Thermodynamic characterization of the sub- and supercritical gasification reaction of lignocellulosic biomass for hydrogen production

The production of biofuels from different types of biomass has gained space in recent decades due to the scarcity of fossil fuel reserves and socio-environmental factors. Given this, new technologies are indispensable for the efficient generation of fuels through the thermochemical conversion of different types of biomass. In this work, the catalytic conversion reaction of biomass was studied in subcritical (SbCWG) and supercritical (SCWG) water aiming at maximizing hydrogen formation. The modeling of such a system was performed through chemical equilibrium and combined phase calculations, using the methodologies of global minimization of Gibbs energy - MinG (for isothermal and isobaric systems) and entropy maximization - MaxS (for isobaric and isenthalpic systems) employing the Peng-Robinson cubic equation of state to calculate the fugacity coefficients with a thermodynamic model. The methods will be formulated as optimization problems through non-linear programming and solved in the GAMS software. Thus, the purpose of this work was to evaluate the calculation of chemical equilibrium and phases of subcritical and supercritical gasification of lignocellulosic biomass sources using the cubic equation of state to represent the non-idealities.

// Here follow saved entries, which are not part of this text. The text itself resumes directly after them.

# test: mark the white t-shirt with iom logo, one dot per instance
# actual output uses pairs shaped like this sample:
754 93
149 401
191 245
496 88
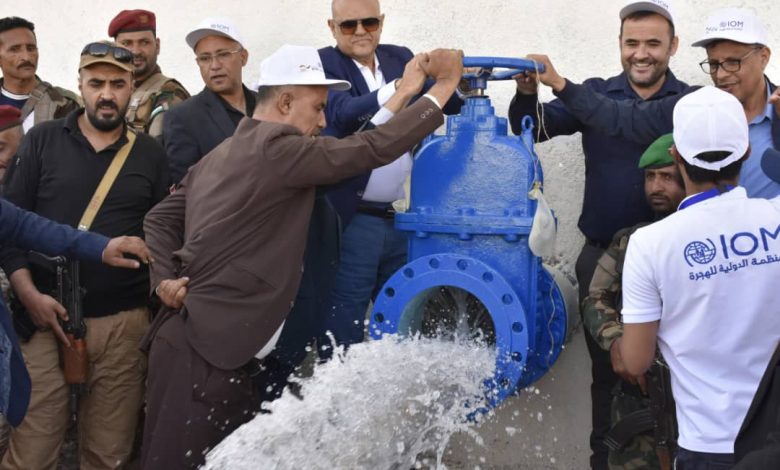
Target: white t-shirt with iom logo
711 274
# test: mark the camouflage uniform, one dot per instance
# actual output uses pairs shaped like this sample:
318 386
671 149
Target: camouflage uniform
151 99
601 317
49 102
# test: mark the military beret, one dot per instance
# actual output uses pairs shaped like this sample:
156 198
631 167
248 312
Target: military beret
132 20
10 116
657 154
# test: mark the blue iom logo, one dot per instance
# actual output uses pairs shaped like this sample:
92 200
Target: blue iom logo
700 252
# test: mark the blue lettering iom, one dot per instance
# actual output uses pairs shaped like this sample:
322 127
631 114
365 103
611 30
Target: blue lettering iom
700 252
738 246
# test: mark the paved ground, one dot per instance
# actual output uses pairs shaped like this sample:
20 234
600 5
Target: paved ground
539 431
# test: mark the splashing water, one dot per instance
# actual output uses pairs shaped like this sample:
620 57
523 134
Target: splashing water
381 406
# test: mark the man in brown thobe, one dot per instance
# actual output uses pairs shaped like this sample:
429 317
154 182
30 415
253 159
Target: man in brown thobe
229 242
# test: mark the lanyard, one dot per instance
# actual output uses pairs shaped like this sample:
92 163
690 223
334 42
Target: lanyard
709 194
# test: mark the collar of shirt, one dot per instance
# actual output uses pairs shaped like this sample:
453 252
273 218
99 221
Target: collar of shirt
768 109
14 96
72 127
620 83
374 80
249 98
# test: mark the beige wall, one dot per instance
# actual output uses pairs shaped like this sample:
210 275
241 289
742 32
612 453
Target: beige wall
581 38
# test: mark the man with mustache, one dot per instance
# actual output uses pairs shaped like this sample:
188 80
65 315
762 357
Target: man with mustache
664 190
737 57
201 123
38 100
59 166
154 94
614 196
372 249
226 271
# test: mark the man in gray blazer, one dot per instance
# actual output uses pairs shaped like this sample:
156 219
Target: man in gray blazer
230 242
193 128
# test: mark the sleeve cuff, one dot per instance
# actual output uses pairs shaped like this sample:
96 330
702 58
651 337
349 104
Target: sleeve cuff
382 116
641 316
385 93
568 91
433 98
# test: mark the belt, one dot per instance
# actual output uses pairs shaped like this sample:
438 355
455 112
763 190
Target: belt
384 212
596 243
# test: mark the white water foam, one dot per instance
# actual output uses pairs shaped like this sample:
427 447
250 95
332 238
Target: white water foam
383 405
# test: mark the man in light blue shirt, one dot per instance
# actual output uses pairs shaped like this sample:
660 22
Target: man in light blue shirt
737 56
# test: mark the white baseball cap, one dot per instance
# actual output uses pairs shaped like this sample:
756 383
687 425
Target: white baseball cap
661 7
710 120
733 24
214 27
296 65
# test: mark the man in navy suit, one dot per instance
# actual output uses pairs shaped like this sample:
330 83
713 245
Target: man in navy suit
30 231
372 250
193 128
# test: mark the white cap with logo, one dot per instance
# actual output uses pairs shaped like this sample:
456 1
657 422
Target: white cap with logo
296 65
661 7
214 27
733 24
710 120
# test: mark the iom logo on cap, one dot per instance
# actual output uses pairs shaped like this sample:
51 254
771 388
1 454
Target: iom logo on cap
700 252
728 25
309 67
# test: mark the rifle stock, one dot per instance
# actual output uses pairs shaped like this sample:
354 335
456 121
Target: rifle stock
664 414
68 292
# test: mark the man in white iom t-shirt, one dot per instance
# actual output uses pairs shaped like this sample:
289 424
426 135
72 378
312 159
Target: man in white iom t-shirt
703 283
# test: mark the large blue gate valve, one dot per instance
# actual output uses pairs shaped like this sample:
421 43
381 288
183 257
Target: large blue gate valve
468 223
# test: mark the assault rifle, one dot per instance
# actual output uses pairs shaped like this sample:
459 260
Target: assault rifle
658 417
68 292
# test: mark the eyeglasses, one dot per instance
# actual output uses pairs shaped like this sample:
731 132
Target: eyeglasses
349 27
729 65
221 56
101 49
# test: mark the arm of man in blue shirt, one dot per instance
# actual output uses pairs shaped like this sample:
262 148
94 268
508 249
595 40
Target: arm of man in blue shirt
637 120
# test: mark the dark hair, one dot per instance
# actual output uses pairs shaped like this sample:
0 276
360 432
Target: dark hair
638 15
13 22
701 175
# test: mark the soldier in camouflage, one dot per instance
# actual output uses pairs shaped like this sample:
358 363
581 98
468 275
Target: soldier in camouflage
154 94
664 191
20 87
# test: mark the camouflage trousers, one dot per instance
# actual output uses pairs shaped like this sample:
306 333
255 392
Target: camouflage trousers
639 452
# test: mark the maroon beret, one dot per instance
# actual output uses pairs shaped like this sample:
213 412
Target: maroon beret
10 116
132 20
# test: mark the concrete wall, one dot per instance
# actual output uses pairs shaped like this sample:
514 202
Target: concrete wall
580 37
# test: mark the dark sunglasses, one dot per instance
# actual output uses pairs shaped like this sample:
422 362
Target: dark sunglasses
349 27
101 49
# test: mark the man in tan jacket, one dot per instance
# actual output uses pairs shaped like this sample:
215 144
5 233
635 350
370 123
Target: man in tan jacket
39 101
230 241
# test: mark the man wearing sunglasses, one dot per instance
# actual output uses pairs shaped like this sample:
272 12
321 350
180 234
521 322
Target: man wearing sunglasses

With the results of this work, we hope to contribute to a better understanding, from a thermodynamic point of view, of which reactional pathways lead to the decomposition of biomass, the formation of intermediate compounds, and the subsequent formation of H2. In addition, a better understanding of the thermal behavior and phases along the reactions of biomass transformation in sub and supercritical conditions and, finally, an economic evaluation to verify the feasibility of implementing the system on an industrial scale (AU)